Quand le plan du corps s’écrit à deux voix : ADN et ARN, une nouvelle partition de la régulation génique

Résultats scientifiques Développement, évolution

Les facteurs de transcription Hox, longtemps considérés comme des lecteurs d’ADN, s’avèrent aussi interagir directement avec l’ARN. Une étude publiée dans Nucleic Acids Research montre que la protéine Hox Ultrabithorax coordonne l’expression génique et l’épissage de l’ARN via une double capacité de liaison à l’ADN et à l’ARN. Ce mécanisme révèle une nouvelle logique de régulation moléculaire dans la formation du plan du corps et des muscles au cours du développement.

Un facteur Hox à double voix : ADN et ARN en dialogue

Chez tous les animaux, des protéines appelées facteurs de transcription Hox jouent un rôle clé dans la formation du corps pendant le développement embryonnaire. Chez la mouche drosophile, l’un de ces facteurs, nommé Ultrabithorax (Ubx), est bien connu pour sa capacité à se lier à l’ADN et à activer l’expression des gènes responsables de l’identité des différentes parties du corps.

Mais cette vision est aujourd’hui élargie. Ubx peut aussi se lier directement à l’ARN, une molécule intermédiaire entre l’ADN et les protéines. Cette interaction influence un processus appelé épissage alternatif, qui permet de produire plusieurs versions d’une protéine à partir d’un seul gène, adaptant ainsi l’expression génétique aux besoins des tissus ou des étapes du développement.

Ce double rôle est assuré par une même région de la protéine, le domaine homeobox, qui permet à Ubx de lier à la fois l’ADN et l’ARN. Mais cette découverte pose de nouvelles questions : Comment ces deux fonctions s’exercent-elles ? Et quelles sont les conséquences sur le développement de l’organisme ?

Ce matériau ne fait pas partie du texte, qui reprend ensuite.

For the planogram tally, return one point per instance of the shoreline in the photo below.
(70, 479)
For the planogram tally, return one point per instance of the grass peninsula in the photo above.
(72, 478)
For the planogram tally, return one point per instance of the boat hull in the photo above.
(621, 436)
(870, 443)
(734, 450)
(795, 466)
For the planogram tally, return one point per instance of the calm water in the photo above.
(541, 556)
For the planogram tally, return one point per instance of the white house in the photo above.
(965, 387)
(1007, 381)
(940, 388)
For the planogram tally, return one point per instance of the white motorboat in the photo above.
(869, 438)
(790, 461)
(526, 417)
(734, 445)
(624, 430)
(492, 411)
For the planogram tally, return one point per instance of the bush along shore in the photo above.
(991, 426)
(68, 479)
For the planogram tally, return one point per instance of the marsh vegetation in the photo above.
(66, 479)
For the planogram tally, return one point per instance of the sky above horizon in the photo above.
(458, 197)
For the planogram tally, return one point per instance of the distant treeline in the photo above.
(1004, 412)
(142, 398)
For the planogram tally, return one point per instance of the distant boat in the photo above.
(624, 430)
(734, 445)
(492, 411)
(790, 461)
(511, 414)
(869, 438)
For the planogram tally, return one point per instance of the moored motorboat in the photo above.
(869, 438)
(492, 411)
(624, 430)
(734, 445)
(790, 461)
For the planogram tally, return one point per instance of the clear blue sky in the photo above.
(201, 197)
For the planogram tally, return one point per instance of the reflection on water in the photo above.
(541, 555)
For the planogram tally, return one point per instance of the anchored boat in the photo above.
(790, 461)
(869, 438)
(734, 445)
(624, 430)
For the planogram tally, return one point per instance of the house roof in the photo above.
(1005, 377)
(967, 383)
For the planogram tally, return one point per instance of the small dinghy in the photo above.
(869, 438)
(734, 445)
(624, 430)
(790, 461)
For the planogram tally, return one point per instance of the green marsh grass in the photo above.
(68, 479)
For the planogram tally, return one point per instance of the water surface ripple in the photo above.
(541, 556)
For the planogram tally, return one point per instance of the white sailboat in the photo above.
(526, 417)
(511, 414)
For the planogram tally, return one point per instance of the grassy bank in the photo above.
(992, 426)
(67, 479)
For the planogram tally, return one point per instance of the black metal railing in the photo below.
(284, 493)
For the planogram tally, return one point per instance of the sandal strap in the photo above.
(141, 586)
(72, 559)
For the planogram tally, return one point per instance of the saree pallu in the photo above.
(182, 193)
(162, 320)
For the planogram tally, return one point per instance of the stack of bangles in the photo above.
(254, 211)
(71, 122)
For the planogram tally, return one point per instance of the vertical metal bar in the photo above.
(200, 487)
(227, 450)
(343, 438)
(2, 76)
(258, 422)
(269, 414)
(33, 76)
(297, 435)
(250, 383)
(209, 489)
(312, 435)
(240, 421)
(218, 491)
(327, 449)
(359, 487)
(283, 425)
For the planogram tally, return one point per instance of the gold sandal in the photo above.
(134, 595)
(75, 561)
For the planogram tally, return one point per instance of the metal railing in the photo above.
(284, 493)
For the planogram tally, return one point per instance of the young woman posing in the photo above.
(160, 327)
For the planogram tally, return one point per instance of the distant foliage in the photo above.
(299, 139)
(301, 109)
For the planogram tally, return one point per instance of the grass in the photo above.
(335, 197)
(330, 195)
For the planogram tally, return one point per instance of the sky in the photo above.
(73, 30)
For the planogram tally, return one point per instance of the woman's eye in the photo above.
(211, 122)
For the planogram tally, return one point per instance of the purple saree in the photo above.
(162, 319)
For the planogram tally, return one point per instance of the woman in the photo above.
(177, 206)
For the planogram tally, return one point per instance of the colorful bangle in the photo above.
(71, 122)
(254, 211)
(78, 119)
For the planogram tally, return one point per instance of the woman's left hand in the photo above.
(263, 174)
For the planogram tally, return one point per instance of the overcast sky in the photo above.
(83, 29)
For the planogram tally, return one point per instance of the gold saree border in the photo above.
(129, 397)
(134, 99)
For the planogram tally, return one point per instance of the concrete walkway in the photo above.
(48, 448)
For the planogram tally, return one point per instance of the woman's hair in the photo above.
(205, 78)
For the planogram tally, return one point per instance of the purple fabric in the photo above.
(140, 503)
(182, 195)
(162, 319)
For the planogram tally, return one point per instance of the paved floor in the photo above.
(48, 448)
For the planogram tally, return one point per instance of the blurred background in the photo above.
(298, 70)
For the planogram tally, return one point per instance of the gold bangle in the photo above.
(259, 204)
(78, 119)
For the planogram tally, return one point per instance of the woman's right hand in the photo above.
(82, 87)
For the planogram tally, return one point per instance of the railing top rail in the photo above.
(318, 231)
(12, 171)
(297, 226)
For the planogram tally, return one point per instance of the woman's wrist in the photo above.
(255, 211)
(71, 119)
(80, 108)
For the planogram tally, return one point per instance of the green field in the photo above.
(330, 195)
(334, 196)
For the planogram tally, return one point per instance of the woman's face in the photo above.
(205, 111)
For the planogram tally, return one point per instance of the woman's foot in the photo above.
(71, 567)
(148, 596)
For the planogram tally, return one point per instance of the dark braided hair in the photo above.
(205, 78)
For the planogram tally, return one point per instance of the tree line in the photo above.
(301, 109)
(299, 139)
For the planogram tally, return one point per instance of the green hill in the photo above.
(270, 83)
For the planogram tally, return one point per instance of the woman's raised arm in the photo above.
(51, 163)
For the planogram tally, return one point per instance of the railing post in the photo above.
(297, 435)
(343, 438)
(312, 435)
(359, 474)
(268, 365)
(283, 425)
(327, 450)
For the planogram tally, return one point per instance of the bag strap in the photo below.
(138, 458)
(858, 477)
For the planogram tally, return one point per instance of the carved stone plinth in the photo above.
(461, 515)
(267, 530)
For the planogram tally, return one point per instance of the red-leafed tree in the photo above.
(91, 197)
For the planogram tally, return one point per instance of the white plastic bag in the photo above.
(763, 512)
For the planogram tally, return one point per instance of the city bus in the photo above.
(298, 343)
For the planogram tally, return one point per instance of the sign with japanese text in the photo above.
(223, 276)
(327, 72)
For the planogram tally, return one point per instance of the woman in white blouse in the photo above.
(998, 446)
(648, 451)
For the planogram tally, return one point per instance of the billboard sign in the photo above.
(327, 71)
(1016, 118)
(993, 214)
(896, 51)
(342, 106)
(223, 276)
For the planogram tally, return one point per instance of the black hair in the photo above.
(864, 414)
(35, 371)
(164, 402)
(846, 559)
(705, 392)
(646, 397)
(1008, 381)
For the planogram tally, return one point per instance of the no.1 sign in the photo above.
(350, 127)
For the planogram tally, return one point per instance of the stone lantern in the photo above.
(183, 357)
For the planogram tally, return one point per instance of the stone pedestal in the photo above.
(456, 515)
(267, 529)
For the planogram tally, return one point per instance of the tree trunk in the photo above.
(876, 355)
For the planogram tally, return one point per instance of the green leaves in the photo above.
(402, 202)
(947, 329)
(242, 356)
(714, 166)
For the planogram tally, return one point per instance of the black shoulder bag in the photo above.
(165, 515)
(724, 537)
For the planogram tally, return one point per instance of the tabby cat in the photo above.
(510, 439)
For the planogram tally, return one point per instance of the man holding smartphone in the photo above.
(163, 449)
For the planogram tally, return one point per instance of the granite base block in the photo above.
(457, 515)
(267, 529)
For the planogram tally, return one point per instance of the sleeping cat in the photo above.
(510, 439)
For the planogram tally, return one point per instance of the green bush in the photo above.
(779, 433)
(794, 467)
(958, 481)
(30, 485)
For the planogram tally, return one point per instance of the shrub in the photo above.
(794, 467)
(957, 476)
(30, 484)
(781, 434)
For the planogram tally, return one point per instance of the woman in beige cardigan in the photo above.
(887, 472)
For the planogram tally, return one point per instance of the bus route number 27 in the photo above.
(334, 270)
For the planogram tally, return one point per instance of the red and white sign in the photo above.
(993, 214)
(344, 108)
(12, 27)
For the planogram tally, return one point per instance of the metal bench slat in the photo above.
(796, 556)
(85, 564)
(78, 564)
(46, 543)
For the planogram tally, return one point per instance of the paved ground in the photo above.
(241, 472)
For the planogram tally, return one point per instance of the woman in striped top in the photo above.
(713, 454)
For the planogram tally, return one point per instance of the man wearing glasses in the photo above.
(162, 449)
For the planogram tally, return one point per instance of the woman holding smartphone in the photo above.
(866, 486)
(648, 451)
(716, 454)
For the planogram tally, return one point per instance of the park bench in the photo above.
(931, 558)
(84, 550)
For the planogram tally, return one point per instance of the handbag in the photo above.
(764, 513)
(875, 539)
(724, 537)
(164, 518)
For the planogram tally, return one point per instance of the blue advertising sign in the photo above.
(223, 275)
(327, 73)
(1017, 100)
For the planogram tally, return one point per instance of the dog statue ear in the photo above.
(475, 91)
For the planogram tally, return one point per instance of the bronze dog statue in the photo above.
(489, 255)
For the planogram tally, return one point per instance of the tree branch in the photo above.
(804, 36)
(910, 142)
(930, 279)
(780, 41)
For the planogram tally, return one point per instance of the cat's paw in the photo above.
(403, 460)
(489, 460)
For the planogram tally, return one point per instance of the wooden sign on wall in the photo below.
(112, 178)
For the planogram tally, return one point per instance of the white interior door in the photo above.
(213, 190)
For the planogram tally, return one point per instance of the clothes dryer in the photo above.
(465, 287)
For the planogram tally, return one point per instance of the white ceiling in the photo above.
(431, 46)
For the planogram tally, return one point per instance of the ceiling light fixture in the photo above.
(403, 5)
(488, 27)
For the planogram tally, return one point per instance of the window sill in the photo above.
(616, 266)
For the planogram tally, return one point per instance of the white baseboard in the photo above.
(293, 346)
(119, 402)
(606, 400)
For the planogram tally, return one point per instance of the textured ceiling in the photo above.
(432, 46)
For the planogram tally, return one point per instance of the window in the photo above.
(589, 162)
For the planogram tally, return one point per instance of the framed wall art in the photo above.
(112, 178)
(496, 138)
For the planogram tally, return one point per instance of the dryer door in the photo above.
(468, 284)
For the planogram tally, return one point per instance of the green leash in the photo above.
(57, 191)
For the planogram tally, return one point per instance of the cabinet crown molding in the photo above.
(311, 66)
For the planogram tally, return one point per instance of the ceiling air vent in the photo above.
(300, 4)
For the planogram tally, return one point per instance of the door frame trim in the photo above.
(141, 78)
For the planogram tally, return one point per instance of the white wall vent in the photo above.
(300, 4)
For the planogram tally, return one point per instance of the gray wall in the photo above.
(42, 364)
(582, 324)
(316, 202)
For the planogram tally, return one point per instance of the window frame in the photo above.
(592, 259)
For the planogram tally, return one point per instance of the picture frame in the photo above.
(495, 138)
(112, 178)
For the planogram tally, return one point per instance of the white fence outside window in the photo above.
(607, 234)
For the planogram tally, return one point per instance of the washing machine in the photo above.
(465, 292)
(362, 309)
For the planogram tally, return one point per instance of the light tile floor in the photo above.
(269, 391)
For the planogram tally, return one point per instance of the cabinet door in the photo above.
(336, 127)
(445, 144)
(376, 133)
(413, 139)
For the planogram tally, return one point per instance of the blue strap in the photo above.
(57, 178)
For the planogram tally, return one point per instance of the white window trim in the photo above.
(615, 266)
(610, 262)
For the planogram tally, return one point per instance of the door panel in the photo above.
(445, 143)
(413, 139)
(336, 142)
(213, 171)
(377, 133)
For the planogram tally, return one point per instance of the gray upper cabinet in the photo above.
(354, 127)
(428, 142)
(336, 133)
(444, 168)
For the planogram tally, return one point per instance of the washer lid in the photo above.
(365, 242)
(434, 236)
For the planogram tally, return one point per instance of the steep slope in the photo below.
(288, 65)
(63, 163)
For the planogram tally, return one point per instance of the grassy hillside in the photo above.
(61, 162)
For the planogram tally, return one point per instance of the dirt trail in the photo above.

La génétique de la drosophile pour relier molécules et fonctions

Pour comprendre la portée biologique de cette double interaction, des scientifiques, dans un article publié dans la revue Nucleic Acids Research, ont mené des expériences moléculaires et de génétique fine chez la drosophile. Ils ont découvert et caractérisé un mutant spécifique d’Ubx incapable de lier l’ARN, mais toujours capable de lier l’ADN. Dans des cellules de drosophile, ils ont montré que ce mutant modifie l’épissage de gènes cibles, avec des effets en partie distincts de ceux observés avec un mutant qui ne se lie pas à l’ADN. 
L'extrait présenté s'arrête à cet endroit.